Ok, I think I’ve managed to fix this by creating a new role in functions.php that has the bp_moderate capability.
The code looks like this in functions.php
$result = add_role( 'project_admin', __('Project Admin' ),
array(
'read' => true, // true allows this capability
'edit_posts' => true, // Allows user to edit their own posts
'edit_pages' => true, // Allows user to edit pages
'edit_others_posts' => true, // Allows user to edit others posts not just their own
'create_posts' => true, // Allows user to create new posts
'manage_categories' => true, // Allows user to manage post categories
'publish_posts' => true, // Allows the user to publish, otherwise posts stays in draft mode
'edit_themes' => false, // false denies this capability.
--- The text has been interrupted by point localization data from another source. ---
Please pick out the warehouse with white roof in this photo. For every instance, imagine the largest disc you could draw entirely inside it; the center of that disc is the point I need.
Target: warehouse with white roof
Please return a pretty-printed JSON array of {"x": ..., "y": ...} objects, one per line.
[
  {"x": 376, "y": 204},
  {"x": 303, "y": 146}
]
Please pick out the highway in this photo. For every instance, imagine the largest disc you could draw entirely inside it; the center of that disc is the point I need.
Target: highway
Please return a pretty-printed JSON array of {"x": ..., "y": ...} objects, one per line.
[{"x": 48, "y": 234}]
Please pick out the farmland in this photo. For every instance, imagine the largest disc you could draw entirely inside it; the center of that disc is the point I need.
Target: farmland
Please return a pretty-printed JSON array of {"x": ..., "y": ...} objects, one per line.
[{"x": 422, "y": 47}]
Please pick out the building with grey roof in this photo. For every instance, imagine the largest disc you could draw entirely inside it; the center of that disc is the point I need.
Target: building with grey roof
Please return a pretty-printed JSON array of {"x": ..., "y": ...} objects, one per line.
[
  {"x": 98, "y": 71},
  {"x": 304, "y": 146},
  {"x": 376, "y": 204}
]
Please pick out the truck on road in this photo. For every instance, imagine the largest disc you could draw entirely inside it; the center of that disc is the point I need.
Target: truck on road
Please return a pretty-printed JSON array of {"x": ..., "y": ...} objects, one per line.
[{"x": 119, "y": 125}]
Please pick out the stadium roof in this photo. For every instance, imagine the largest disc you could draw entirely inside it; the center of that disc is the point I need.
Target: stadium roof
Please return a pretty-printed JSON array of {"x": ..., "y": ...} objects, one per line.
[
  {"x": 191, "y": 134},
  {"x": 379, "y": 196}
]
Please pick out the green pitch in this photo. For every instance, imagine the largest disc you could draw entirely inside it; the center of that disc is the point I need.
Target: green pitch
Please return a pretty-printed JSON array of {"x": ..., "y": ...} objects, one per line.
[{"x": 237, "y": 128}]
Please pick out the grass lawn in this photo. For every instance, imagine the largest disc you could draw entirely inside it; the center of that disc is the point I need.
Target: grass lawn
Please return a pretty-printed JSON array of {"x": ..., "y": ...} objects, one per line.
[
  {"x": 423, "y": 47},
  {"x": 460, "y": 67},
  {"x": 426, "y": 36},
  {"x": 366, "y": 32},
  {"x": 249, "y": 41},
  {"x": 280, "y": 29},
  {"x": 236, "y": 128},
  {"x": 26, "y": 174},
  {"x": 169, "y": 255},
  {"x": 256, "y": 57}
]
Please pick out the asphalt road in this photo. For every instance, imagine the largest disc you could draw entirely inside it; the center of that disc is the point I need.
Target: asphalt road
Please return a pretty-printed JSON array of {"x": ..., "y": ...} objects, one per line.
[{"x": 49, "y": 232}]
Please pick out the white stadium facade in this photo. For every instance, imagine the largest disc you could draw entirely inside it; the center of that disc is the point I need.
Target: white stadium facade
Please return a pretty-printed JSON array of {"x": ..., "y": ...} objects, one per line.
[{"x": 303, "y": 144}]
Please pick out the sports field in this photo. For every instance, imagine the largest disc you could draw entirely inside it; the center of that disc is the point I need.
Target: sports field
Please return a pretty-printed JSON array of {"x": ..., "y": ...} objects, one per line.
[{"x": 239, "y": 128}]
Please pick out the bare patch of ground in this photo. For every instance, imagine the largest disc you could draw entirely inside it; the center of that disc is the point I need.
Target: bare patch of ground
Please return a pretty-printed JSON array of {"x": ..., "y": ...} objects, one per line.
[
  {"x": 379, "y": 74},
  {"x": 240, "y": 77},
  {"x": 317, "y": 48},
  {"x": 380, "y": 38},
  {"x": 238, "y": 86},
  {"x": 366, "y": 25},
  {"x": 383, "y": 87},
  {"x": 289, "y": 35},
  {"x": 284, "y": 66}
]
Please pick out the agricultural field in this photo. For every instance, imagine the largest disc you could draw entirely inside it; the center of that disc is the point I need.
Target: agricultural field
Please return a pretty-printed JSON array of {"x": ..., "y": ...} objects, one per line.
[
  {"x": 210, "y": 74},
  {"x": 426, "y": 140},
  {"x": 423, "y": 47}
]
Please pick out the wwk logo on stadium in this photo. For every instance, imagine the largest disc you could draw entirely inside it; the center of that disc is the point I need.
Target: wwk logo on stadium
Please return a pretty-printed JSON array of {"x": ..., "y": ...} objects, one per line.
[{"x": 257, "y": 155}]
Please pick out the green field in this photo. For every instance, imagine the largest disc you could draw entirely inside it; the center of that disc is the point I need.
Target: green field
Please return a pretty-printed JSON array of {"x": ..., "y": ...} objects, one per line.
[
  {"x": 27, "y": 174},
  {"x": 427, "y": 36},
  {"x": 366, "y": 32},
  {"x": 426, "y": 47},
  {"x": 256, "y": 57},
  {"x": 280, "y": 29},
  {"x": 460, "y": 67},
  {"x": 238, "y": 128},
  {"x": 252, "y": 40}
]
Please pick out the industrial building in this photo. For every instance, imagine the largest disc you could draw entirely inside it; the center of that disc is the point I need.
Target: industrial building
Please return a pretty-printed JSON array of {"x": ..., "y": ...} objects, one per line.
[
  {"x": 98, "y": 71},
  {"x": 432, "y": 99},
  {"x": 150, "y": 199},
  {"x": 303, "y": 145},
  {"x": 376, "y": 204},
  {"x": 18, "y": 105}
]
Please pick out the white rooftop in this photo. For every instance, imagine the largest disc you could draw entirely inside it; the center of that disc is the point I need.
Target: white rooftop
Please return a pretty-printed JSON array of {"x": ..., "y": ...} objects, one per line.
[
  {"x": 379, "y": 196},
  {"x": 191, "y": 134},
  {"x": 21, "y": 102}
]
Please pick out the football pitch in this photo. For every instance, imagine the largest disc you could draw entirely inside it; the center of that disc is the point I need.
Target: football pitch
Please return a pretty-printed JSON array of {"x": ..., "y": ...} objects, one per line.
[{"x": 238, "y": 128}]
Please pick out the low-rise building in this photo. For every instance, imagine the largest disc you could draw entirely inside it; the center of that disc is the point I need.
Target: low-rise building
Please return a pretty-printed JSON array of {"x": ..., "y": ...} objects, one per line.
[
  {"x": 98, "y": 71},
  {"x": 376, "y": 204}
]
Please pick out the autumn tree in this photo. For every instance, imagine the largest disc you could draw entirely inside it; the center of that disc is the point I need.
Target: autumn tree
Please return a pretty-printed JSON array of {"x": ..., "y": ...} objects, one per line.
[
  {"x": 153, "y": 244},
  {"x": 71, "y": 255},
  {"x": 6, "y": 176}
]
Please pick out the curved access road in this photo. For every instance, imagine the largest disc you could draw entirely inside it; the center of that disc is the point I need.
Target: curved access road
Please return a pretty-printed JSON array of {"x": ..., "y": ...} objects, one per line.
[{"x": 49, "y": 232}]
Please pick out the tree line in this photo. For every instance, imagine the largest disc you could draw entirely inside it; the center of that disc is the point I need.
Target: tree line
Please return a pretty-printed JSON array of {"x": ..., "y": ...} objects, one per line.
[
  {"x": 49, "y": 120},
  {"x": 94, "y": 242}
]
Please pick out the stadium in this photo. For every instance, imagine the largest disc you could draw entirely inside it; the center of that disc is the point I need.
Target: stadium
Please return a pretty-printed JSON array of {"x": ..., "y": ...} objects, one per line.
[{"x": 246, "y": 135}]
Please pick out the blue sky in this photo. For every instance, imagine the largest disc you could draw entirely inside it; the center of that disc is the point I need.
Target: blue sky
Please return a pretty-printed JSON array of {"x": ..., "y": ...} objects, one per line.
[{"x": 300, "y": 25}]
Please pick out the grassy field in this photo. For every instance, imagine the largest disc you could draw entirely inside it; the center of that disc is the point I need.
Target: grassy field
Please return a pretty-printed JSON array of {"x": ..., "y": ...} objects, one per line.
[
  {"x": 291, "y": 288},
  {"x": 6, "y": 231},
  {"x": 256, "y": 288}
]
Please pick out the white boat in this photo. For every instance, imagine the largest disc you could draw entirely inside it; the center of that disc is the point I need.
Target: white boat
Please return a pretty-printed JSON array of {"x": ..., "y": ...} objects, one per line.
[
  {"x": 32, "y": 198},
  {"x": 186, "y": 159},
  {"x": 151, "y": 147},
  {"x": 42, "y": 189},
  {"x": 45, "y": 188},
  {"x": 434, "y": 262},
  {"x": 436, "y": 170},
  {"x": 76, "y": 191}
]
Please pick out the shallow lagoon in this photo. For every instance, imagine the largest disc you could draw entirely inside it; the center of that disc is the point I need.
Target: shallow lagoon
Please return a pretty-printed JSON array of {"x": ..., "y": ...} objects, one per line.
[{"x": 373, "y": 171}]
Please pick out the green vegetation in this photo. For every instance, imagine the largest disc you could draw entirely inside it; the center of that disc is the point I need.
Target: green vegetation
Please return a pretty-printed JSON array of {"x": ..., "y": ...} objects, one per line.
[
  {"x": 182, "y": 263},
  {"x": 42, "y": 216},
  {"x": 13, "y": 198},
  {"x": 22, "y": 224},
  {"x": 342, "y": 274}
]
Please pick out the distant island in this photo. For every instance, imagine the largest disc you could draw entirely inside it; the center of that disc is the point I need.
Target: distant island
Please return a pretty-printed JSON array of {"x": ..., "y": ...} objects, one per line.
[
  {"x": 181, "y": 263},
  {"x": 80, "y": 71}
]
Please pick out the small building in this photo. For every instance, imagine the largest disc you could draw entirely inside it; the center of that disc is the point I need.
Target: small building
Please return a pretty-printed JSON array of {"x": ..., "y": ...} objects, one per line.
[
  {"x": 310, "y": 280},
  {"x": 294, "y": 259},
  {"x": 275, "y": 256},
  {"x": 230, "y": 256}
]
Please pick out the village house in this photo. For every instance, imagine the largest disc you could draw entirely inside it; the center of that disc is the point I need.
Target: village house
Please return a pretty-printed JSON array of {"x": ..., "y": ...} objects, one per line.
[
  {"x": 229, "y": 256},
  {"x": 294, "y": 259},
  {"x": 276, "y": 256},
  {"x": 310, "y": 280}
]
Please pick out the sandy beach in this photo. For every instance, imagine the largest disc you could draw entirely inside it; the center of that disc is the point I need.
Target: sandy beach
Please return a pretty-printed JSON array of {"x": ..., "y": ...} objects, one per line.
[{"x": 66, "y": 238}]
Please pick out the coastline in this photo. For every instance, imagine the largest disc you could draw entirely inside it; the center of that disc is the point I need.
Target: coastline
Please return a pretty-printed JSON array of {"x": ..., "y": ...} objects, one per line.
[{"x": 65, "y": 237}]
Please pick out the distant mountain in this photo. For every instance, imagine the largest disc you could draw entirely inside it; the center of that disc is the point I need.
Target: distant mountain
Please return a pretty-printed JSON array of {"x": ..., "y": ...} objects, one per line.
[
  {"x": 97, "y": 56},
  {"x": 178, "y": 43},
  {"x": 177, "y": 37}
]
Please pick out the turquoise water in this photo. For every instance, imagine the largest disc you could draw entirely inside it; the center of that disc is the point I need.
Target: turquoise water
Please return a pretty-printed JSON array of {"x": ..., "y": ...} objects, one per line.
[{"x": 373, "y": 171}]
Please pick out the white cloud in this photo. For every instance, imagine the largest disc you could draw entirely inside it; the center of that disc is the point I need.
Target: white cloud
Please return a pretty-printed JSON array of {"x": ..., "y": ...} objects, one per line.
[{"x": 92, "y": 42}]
User can’t edit your theme
'install_plugins' => false, // User cant add new plugins
'update_plugin' => false, // User can’t update any plugins
'update_core' => false, // user cant perform core updates
'edit_users' => true,
'create_users' => true,
'delete_users' => true,
'unfiltered_html' => true,
'bp_moderate' => true
)
);
OK, it looks like I was wrong. If “manage_network_users” is enabled, the administrator can edit the WordPress user profile but NOT the BuddyPress extended profile. So, the question is: how can this be enabled in BuddyPress?
According to this link, it seems like this is part of WordPress core. Surely there must be some way to enable user management by admin without making them a super admin.